Half-life extension through albumin fusion technologies.

Haemophilia B is characterized by a deficiency of coagulation factor IX (FIX), a protein that is important in the process of haemostasis and normal blood clotting. Recurrent bleeding into joints and soft tissues is the hallmark of severe haemophilia B. The goal of treatment is to prevent and manage haemorrhage and thereby reduce disabling joint and tissue damage, improve quality of life, and extend life expectancy.
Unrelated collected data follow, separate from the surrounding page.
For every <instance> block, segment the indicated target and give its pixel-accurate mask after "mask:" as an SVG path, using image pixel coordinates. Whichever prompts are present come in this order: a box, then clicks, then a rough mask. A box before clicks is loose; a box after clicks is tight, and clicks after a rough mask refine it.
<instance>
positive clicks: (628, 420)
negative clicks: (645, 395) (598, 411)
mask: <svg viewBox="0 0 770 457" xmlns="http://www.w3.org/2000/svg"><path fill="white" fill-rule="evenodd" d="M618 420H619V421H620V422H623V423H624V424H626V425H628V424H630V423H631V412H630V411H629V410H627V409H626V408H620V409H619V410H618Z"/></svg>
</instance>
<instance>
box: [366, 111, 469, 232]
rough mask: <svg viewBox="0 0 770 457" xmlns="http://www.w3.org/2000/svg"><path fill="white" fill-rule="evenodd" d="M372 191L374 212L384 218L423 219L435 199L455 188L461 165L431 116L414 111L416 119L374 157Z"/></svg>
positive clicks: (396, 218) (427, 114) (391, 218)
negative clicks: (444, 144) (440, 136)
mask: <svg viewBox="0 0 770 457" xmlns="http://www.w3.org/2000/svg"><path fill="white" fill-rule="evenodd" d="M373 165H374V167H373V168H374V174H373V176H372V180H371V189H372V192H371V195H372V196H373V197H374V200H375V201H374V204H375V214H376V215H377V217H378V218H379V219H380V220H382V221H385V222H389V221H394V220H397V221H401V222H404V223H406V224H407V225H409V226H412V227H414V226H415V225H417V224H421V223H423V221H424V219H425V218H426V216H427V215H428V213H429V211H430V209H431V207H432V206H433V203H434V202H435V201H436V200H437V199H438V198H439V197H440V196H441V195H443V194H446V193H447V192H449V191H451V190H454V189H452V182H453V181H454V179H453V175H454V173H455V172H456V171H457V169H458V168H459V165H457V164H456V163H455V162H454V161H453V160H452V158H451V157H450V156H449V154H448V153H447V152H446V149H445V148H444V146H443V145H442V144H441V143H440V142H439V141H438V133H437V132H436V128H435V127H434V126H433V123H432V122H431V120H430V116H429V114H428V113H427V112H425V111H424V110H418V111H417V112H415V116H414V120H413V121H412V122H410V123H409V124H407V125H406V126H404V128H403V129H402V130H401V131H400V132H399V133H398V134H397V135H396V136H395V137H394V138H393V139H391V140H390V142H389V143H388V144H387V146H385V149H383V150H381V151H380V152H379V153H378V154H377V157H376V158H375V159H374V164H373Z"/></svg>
Current treatment with FIX replacement concentrates often requires repeated, frequent infusions, owing to the relatively short terminal half-life of FIX in the circulation. We have developed a unique technology for improving the biological characteristics of FIX in vivo. For this approach, recombinant FIX (rFIX) was genetically fused to albumin via a cleavable peptide linker. Constructs of the fusion protein were expressed in mammalian cells and characterized following purification. In vitro activation studies demonstrated that cleavage of the linker occurred in parallel with FIX activation. The molar specific clotting activity of the cleavable fusion protein (rIX-FP) was 10- to 30-fold greater than that of the fusion protein with non-cleavable linkers. In rats, rabbits, and FIX-deficient mice, the pharmacokinetics of rIX-FP were significantly improved compared with rFIX. Using the tail-clip bleeding model in FIX-deficient mice, rIX-FP effectively corrected the bleeding time and blood loss. These findings suggest that rIX-FP may be a promising therapy for the treatment of patients with haemophilia B.